Much of the activity moved to an online platform, which provided some challenges — especially in areas like public engagement, according to the Kaua‘i legislative delegation.

The four legislators: state Senate President Ronald Kouchi and state Reps. Nadine Nakamura, James Tokioka and Dee Morikawa, recently addressed the Lihu‘e Business Association members in a virtual meeting, during which they covered topics like unemployment, public transparency and the Hawai‘i Tourism Authority.

“What best describes our legislative work this year is: ‘finding a new normal,’” Morikawa said. She again served as the House Majority Floor Leader, and was on the committees of consumer protection, water, land, corrections, military and veterans, and the disabled management.

Morikawa said challenges at the state Capitol included the need for internet infrastructure that would ensure uninterrupted participation in hearings. And it turned out to be good for engagement in some ways, she said.

“What stood out for me was the ability for people to testify through a remote process, which showed me that those who never traveled to the Capitol were now able to get involved with face-to-face discussions,” Morikawa said.

“This is something we must continue even when the Capitol is open. Because it’s especially beneficial for neighbor-island residents.

Nakamura said one of the biggest accomplishments this past session was trying to balance the budget with a revenue shortfall.

Legislation was passed to enable the paying off of the $700 million debt that the state took on last year to pay for unemployment benefits for hundreds of thousands of workers. The state was able to avoid furloughs, restore some of the key safety-net programs, including general assistance for those for disabled, sex0assault treatment, hepatitis C treatment, and the Hawai‘i Promise program for Hawai‘i’s community colleges.

“I’m also really pleased that as chair of the Housing Committee, we were able to allocate over $100 million toward affordable housing, infrastructure and housing programs, including $20 million for public housing and improvements,” Nakamura said. “And, finally, we were able to allocate and keep in tact $14.3 million for various homeless programs, including housing, first Rapid Rehousing and family assessment centers.”

Kauai Chamber of Commerce President Mark Perriello said there were several questions about the bill on Gov. David Ige’s desk regarding the Hawai‘i Tourism Authority. He voiced concerns about how the entity would maintain strategic plans, their four pillars of natural resources, culture, community and branding, with its budget slashed by $19 million.

Tokioka and Kouchi both said they were surprised tourism picked up as quickly as it did, and said they’re working with other legislators and HTA members to understand what’s needed from the organization going forward.

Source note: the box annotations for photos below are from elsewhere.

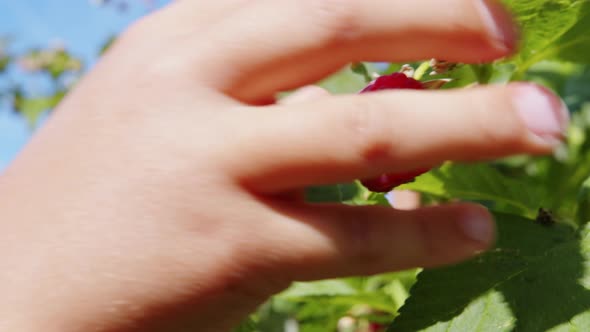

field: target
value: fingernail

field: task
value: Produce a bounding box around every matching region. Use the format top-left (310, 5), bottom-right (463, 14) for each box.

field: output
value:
top-left (459, 207), bottom-right (495, 245)
top-left (476, 0), bottom-right (519, 50)
top-left (514, 83), bottom-right (569, 145)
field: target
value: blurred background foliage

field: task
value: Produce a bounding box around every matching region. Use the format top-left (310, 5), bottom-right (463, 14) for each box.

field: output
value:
top-left (0, 0), bottom-right (590, 332)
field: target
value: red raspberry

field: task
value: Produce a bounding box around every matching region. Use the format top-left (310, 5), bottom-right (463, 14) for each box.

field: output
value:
top-left (360, 73), bottom-right (429, 193)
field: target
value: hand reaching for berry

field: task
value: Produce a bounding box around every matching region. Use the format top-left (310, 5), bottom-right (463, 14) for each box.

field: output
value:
top-left (0, 0), bottom-right (567, 332)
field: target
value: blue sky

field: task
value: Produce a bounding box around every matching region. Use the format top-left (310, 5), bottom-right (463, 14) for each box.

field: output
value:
top-left (0, 0), bottom-right (167, 170)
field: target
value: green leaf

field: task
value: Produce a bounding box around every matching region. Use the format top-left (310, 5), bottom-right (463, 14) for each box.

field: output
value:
top-left (14, 91), bottom-right (65, 126)
top-left (399, 163), bottom-right (546, 217)
top-left (389, 214), bottom-right (590, 332)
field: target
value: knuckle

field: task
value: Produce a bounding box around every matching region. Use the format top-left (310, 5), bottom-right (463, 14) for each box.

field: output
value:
top-left (474, 88), bottom-right (524, 149)
top-left (304, 0), bottom-right (362, 43)
top-left (345, 98), bottom-right (396, 163)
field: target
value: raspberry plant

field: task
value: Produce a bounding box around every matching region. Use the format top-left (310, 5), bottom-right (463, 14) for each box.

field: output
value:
top-left (237, 0), bottom-right (590, 332)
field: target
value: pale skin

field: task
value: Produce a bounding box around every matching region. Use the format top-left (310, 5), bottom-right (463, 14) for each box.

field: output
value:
top-left (0, 0), bottom-right (568, 332)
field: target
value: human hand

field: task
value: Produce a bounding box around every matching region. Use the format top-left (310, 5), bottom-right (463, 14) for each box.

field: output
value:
top-left (0, 0), bottom-right (567, 331)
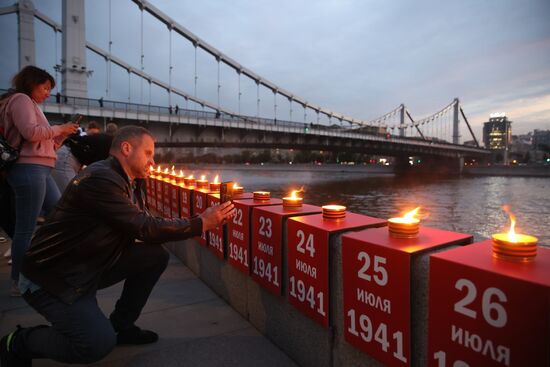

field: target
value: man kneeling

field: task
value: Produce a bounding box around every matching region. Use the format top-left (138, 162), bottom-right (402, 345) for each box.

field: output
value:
top-left (0, 126), bottom-right (234, 366)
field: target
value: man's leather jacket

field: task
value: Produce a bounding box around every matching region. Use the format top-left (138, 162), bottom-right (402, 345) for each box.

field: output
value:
top-left (21, 157), bottom-right (202, 303)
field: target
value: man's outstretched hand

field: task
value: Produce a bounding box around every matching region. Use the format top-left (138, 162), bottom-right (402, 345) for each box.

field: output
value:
top-left (200, 201), bottom-right (235, 232)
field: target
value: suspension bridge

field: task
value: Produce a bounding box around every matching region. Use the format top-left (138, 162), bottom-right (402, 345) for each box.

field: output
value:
top-left (0, 0), bottom-right (488, 170)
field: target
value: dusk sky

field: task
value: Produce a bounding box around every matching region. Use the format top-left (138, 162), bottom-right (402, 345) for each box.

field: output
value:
top-left (0, 0), bottom-right (550, 140)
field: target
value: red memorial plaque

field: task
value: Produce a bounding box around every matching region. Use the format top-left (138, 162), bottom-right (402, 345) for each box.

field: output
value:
top-left (170, 184), bottom-right (181, 218)
top-left (193, 190), bottom-right (210, 246)
top-left (227, 198), bottom-right (283, 274)
top-left (156, 178), bottom-right (164, 216)
top-left (180, 187), bottom-right (194, 218)
top-left (147, 177), bottom-right (157, 210)
top-left (251, 205), bottom-right (321, 296)
top-left (428, 240), bottom-right (550, 367)
top-left (342, 227), bottom-right (472, 366)
top-left (206, 194), bottom-right (225, 259)
top-left (287, 213), bottom-right (386, 327)
top-left (162, 181), bottom-right (172, 218)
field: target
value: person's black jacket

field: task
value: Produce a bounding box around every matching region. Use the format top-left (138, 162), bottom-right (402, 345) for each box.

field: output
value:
top-left (21, 157), bottom-right (202, 303)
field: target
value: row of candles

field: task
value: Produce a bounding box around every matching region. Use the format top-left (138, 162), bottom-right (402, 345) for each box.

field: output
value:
top-left (150, 166), bottom-right (538, 261)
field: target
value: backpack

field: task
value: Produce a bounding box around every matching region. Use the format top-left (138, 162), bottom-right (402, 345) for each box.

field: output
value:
top-left (0, 95), bottom-right (21, 172)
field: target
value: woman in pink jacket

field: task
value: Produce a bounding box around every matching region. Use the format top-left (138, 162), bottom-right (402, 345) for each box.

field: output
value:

“One of the things that was brought up by HTA was, to market the business,” Tokioka said. “And what I do understand is that the number of people that are coming back right now, I don’t think anyone saw it happening that fast. So there are naysayers who feel like we don’t need HTA. I totally disagree.”

Kouchi added: “It is a work in progress as far as how the Legislature is going to collaborate with the visitor industry, and what is it that the community expects.”